Extraímos de uma conferência do Prof. Plinio Corrêa de Oliveira esse trecho esclarecedor sobre a Militância da Igreja Católica e o erro do Ecumenismo. Seja o seu   Sim-sim, não-não, ensina o Evangelho.

      “Pergunta – “Como devemos atuar diante do perigo que põe a interpretação do ecumenismo de alguns hierarcas da Santa Igreja, dado que entendemos tratam de unir a todo custo a verdade e o erro”?

Plinio Corrêa de Oliveira: “É realmente um grande perigo. O que nós devemos fazer? Nós devemos não dar o nosso consentimento. E para isso nós devemos entender qual é o erro fundamental do ecumenismo: ele nega essa idéia na qual nós fomos educados, (ou seja) a idéia de que a Santa Igreja Católica se divide em Igrejas gloriosa, constituída pelas almas gloriosas que se salvaram e estão no Céu; depois, Igreja penitente, são as almas que estão no Purgatório; e a Igreja militante é a Igreja que na terra luta! Portanto, a Igreja Católica luta e lutará até o fim dos tempos, Ela é militante por definição!

“E como Ela se defende enquanto militante, Ela deixaria de ser Ela mesma no momento em que Ela deixasse de lutar. Mas ninguém luta sozinho. Só um Dom Quixote luta contra moinhos de vento. Quem luta é por definição militante, terá sempre com quem lutar. E, portanto, está envolvido nessa ideia de que mais ou menos continuadamente, não quero dizer de uma continuidade ininterrupta, mas mais ou menos continuadamente a Igreja vá ter que lutar contra tentativas de estabelecer doutrinas erradas. Continuamente Ela vai ter que lutar contra o pecado, contra o mal que vai procurar arrastar os homens no terreno da prática das virtudes. Ela é militante.

“Quem imagina que as igrejas constituídas para negar a Igreja Católica não são inimigas, mas são uma espécie de raizesinhas ou de desdobramentozinhos pequenos, mas sadios da Igreja Católica e não são, portanto, inimigos, mas colaboradores, este nega o caráter militante da Igreja. Contra esse eu estou em atitude militante, porque sou filho da Igreja militante!

““Que meios temos para lutar contra a infiltração do ecumenismo na Igreja”.
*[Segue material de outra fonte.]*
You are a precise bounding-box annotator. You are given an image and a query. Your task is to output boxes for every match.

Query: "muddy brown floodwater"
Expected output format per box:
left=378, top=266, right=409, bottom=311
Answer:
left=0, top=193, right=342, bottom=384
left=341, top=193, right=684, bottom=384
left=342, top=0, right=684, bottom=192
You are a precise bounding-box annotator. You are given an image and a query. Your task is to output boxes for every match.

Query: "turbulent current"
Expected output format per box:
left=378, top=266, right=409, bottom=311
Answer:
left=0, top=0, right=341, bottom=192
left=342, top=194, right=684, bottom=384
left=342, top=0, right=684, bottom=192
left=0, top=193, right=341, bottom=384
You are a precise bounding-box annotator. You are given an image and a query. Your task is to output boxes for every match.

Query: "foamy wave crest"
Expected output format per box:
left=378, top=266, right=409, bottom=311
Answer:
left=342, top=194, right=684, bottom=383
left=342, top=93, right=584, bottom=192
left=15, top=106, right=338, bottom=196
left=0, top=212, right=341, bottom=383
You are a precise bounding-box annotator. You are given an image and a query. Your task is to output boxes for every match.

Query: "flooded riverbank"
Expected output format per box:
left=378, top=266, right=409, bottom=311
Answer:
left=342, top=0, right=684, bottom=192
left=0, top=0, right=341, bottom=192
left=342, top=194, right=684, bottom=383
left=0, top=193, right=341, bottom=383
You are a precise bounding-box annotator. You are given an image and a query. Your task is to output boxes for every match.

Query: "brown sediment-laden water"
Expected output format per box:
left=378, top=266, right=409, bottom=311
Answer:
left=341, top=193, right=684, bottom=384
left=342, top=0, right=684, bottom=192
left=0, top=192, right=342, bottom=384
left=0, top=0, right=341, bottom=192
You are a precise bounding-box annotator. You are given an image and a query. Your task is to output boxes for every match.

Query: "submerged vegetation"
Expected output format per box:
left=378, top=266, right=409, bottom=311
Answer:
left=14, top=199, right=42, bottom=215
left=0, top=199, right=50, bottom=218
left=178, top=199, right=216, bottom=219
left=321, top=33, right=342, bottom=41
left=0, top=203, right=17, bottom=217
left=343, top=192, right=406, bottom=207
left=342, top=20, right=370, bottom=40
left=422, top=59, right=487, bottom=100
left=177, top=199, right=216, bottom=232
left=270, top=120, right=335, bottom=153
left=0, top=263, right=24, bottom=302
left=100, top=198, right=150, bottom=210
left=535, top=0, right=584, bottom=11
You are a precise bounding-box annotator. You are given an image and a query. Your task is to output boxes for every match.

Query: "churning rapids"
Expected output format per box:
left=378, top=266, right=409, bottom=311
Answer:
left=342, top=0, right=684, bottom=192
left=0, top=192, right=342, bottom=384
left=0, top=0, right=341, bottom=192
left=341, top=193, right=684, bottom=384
“Em primeiro lugar é repetir isto que eu estou dizendo e o que se lê em revista, em jornais de caráter contra-revolucionário e que dão artigos a respeito desse assunto. Mas há um ponto muito importante: é que o ecumenismo não consiste só em afirmar esse erro explicitamente. Há um modo de ser ecumenista, há um modo de a gente se apresentar, até existe um modo de pronunciar as palavras que é ecumenista.

                                Sim-sim, não-não

“Quem é filho da Igreja militante, que sabe que essa vida é uma luta, que o demônio nos espreita a todo momento, que sabe, portanto, que tem de guerrear, este, normalmente, é afirmativo no que diz. Ele segue a linguagem de Nosso Senhor, obedece ao preceito de Nosso Senhor: “Seja a vossa linguagem sim-sim, não-não”. E, portanto, até o timbre de voz é um timbre de voz habituado a dizer um “sim” carregado de afirmação e um “não” carregado de negação.

“Outrora isso caracterizava o varão que tinha verdadeiramente a nobreza e a força de caráter de sua varonilidade. Caracterizava a dama de fé, parecida com “a mulher forte do Evangelho”, cujo preço deve ser buscado até os confins da terra porque o valor dela é colossal.

“Hoje em dia isso está desaparecendo. Os senhores vejam como as pessoas falam: “É… talvez… quem sabe… é bem possível, não é”?

“Modo das pessoas se interpelarem hoje. Antigamente se dizia “Fulano” [tom normal]. Hoje é “fulaaanooo [meloso, adocicado]”.

“Isso, por detrás, tem ecumenismo dentro.

“A gente deve ser muito amável, muito gentil. Se isso não é dado a todos, alguns de nós participamos bem menos desse dom, outros tem mais, ser até agradável. Muitos Santos foram de uma companhia deliciosa. Mas de tal maneira que aos bons atraía para o bem, aos maus atraía para o bem também. E os outros que não se deixavam atrair para o bem, atacavam a eles. E por isso todos os Santos foram perseguidos.

“Quem tem o programa de vida de não ter inimigos para não ter amolação, esse é um homem maculado de ecumenismo no seu temperamento e no seu modo de ser, porque não vive sem inimigos quem segue a Nosso Senhor Jesus Cristo, que foi o homem…. o homem! O Homem-Deus a quem foi preferido Barrabás, o bandido!”